私の家族には、少しだけ特別なつながりがある。
私が生まれたとき、母の母──つまり私の祖母──はすでに亡くなっていた。
けれど祖母の妹がすぐ隣に住んでいて、母にとっては実の母のような存在だった。
母は一人っ子だったが、祖母の妹の子どもたち(私は叔父・叔母と呼んでいる)が暮らしていて、母は彼らと兄弟のように育った。
その関係は私にも受け継がれ、叔父や叔母の子どもたちは、いとこ以上に“兄弟”に近い存在だった。
そんな、血よりも暮らしの時間で結ばれた家族の中心に、祖母の妹がいた。
私が祖母と呼んでいたその人の最期を、私は長いあいだ「空腹との戦い」だと思っていた。
祖母は病院で過ごしていた。
体力、筋力ともに衰え、骨粗しょう症になっていたため寝たきりだった。
その上飲み込みがうまくいかないこともあり、食事は禁止され点滴で命をつないでいた。
ある日お見舞いに行ったら
「大福を買ってきてほしい。」
というので、買いに行こうとしたところを看護師に止められた。
「のどに詰まらせるので、食べさせないでください」
「ヤクルトを買ってきてほしい」
というので、ヤクルトなら詰まらせないだろうと買いに行こうとしたところ、
またしても看護師に止められた。
ヤクルトも危険らしい。
詰まらせてしまったら本当に危ないらしい。
もう寝がえりをうつことも難しく、
何もすることがない中で意識だけがはっきりしていてずっとおなかがすいている状態なのだ。
どれだけ長い時間、そうやって過ごしているのだろうと思うと心が苦しくなった。
もがくこともできないでただずっと空腹なのだ。
心が重かった。
自分の最後もそうならないとは限らない。
祖母が亡くなって葬式で兄弟従妹たちが集まった時、今のうちに臨終の際の約束を取り付けておこうと思った。
私:「私はこの中で一番年上だから、順番に行くと、一番先に死ぬと思う。
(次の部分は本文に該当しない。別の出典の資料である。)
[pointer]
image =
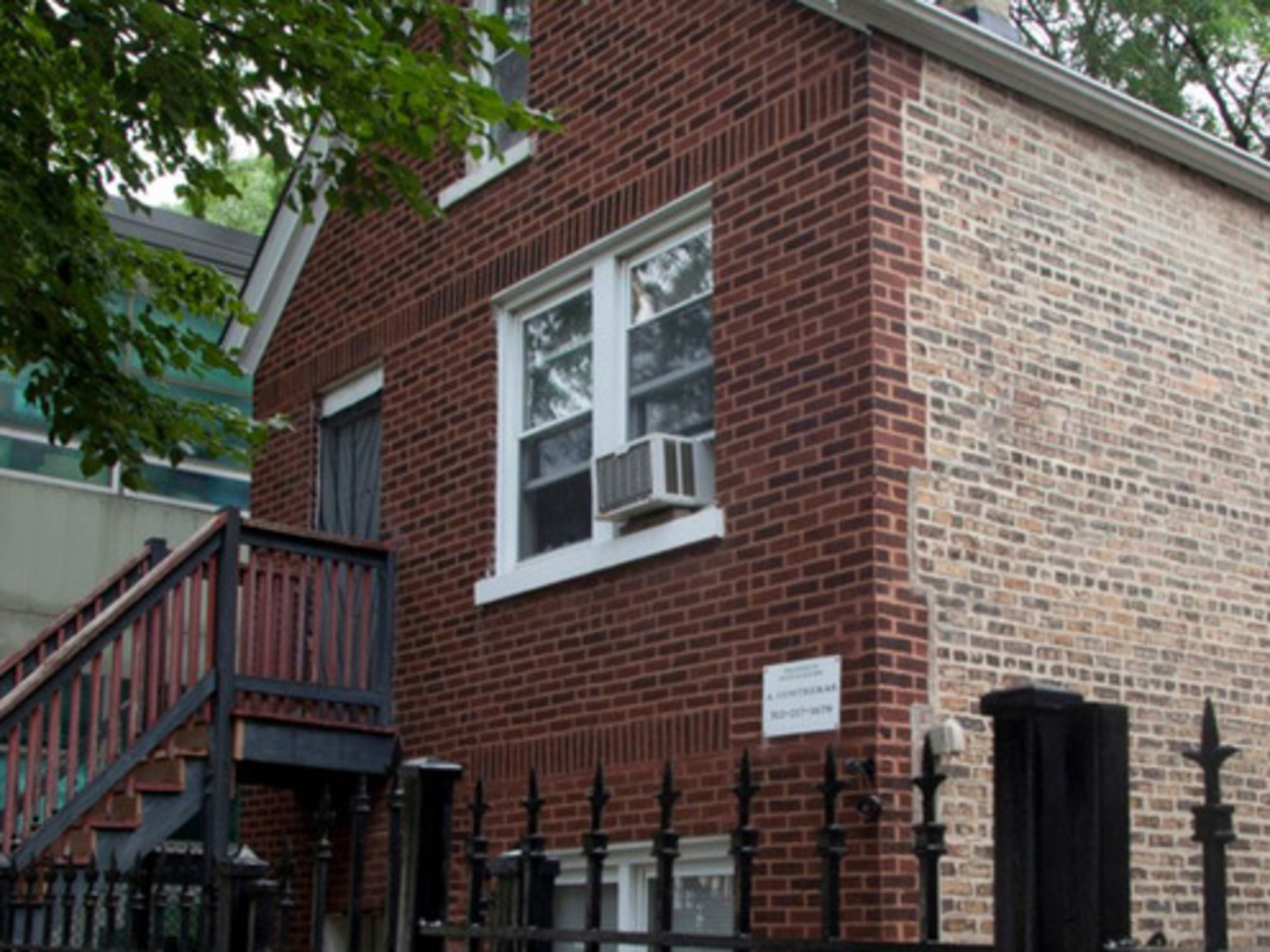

もし、私が病院で祖母のようになったら看護師がなんて言おうと大福を買ってきてほしい。」
最初は冗談だと思ったらしくみんな笑っていたが、私は本気だった。
私:「喉に詰まらせるかもなんて心配はしなくてもいいから。そうなっても絶対恨まないから。飢えで苦しむくらいなら詰まらせて死んだほうがずっとましだから、絶対買ってきて。お願いね!!」
兄弟従妹:「う、ううん…。息子に頼んだら?」
私:「え…。」
そうだよね。私だってこっそり買っていくこともできなかったんだもの。
たぶん、誰も買えない。
そんなことしたら病院に多大な迷惑がかかってしまう。
「空腹と戦いながら、ただ点滴でつながれていく時間」と
「好きなものを口にして、満たされた気持ちで終わる時間」
どちらが幸せかと問われたら、そりゃ後者でしょう。
ただ、医療の現場では
「誤嚥の危険」
「延命治療の方針」
「責任の所在」
など、制度や安全のためのルールが優先される。
医療のルールは「安全」を守るために必要。
ただ個人の幸福と同時に成立しないのだ。
医療のルールも食べさせたいという気持ちも優しさから生まれたものなのに。
誰も悪くないのに、誰も救えない。
この気持ちを言葉で表すと やるせない? どうしようもない? 人間の限界?
医療は安全を守るための必要なルールだが
“個人の小さな幸福”までは救えない制度の限界。
いくら家族でも叶えられない願いがある。
これは怒りではなく、ただどうしようもない家族の限界。
食べたいのに食べられない。生きたいのに生きられないという身体の限界。
誰も悪くないのに、誰も救えない。
そのやるせなさを抱えながら生きていかねばならない心の限界。
祖母の仏壇に供えようと大福を買っていったら、すでに大福がいくつか供えられてあった。
みんなに同じことを言っていたんだね。
今でも時々祖母の夢を見る。
その夢は私たち兄弟は学生で、家族みんなでご飯を食べている夢だ。
夏休みは東京に住んでいる叔母家族も集まって、みんなで旅行に行ったり、家の前でバーベキューをしたりとみんなでご飯を食べる機会があって楽しかったな。
もしかしたら、あの時祖母はおなかがすいていなかったかもしれない。
ただ、一緒にご飯が食べたかっただけなのかも。